Essential benefits, individual mandate & more: 5 changes under HHS' final 2019 Payment Notice Rule

CMS gave states more power to regulate their insurance markets under a final rule published April 9.

Kelly Brantley, vice president at Avalere Health, said, "Given the repeal of the individual mandate and other recent market changes, this year's final [Notice of Benefit and Payment Parameters] provides additional insight into what we can expect in 2019. Going forward, we expect that the administration will continue to focus on granting flexibilities involving essential health benefits, exchange requirements, and benefit design."

Here are five changes under HHS' Notice of Benefit and Payment Parameters for 2019.

1. The 523-page rule will give states more say in what's included in their essential health benefit-benchmark plans. Under the ACA, health plans are required to offer 10 essential health benefits like prescription drugs and maternity and newborn care. The new rule expands the essential health benefits to 50 options, allowing states to "build their own set of benefits" that could become the benchmark plan.

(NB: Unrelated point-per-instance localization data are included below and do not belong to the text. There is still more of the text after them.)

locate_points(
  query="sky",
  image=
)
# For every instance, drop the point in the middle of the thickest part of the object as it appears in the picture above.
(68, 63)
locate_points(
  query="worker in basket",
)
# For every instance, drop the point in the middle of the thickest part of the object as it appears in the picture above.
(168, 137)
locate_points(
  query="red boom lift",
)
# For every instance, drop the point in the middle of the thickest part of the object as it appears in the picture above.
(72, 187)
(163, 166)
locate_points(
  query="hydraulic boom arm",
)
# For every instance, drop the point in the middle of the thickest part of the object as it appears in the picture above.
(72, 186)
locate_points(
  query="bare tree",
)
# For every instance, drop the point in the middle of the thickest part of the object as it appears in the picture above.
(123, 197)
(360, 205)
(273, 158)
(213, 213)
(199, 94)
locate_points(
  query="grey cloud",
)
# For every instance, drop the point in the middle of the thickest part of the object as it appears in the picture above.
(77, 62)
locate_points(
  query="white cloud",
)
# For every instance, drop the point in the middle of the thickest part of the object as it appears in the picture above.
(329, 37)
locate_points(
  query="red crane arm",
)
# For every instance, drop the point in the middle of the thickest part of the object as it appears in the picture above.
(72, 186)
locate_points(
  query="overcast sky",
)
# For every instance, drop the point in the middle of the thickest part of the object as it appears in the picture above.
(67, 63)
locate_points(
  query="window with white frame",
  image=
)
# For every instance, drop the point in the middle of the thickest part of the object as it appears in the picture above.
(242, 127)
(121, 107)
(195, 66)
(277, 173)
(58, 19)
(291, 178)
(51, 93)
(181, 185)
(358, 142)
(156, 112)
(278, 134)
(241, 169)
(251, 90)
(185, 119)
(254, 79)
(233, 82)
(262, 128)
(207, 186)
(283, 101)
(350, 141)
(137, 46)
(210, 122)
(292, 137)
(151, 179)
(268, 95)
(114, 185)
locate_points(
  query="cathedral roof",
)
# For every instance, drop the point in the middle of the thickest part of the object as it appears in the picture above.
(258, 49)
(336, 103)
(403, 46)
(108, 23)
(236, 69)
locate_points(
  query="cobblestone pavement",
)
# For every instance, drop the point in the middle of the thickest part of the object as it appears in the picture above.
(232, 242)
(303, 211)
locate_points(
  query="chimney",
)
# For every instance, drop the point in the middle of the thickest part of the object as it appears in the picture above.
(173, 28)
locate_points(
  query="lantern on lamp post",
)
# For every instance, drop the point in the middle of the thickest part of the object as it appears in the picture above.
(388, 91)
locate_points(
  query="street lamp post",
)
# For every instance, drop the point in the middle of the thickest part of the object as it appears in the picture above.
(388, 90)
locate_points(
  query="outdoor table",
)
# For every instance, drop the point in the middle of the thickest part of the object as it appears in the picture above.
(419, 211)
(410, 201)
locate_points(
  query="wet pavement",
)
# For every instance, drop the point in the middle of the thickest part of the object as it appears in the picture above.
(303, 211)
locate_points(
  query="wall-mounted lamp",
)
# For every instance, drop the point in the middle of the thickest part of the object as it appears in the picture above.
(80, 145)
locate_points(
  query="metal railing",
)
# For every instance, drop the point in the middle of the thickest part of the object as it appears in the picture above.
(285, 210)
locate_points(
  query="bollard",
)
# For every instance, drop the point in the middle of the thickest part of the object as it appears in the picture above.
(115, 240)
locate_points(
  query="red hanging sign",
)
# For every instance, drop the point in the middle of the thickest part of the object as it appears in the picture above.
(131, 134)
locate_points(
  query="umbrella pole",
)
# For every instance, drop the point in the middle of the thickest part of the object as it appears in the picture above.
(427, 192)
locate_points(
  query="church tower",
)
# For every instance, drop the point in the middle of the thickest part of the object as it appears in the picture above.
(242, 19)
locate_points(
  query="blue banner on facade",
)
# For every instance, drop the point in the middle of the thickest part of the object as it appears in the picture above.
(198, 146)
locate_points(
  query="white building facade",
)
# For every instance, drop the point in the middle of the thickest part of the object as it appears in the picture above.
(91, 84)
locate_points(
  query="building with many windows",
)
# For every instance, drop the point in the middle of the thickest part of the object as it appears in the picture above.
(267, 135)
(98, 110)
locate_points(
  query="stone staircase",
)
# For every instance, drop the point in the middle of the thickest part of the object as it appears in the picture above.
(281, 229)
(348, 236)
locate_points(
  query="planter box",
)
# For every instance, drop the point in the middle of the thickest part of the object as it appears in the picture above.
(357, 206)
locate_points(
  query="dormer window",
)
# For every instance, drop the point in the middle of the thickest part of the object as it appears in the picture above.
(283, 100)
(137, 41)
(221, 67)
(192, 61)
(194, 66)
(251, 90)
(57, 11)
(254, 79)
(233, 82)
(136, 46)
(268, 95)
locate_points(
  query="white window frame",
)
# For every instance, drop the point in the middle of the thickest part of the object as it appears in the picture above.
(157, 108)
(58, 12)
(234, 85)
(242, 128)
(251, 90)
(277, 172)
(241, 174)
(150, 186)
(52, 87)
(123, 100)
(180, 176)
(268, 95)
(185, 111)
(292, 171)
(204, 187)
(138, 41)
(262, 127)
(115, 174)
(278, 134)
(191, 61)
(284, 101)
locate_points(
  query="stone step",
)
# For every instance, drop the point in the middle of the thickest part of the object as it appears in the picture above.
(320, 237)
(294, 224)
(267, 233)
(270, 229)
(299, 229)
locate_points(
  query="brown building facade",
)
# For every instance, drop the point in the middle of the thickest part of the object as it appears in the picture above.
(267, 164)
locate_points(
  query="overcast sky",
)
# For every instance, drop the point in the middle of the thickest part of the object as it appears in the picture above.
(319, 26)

2. The rule also would exempt an individual living in a county with no or one insurer offering coverage on the individual exchanges to forgo the penalty for not being insured this year, The Hill reports. In addition, if the only insurance available covers abortions and the procedure is against an individual's belief, he or she doesn't have to pay the penalty for not buying insurance. Congress repealed the individual mandate beginning in 2019 for everyone.

3. CMS' rule amended medical loss ratio requirements to "reduce regulatory burden in order to stabilize insurance markets, increase insurer participation and expand consumer choice," according to the agency. Medical loss ratio is the percentage of premium revenue a payer allocates toward medical care rather than overhead costs. Under the new rule, CMS will reduce quality improvement activity reporting for insurers. It will also allow states to adjust the medical loss ratio standard for the individual market, if the state can prove a lower standard could help stabilize the market.

4. The final rule will also make it easier for insurers to raise rates in states requiring federal rate approval. CMS widened the default threshold for rate review from 10 percent to 15 percent. 

5. The administration will increase eligibility checks on individuals who receive financial assistance under the ACA, according to The Hill. HHS officials expressed concern some low-income Americans are not accurately reporting their income, particularly in states that haven't expanded Medicaid, to help them qualify for premium tax credits under the ACA.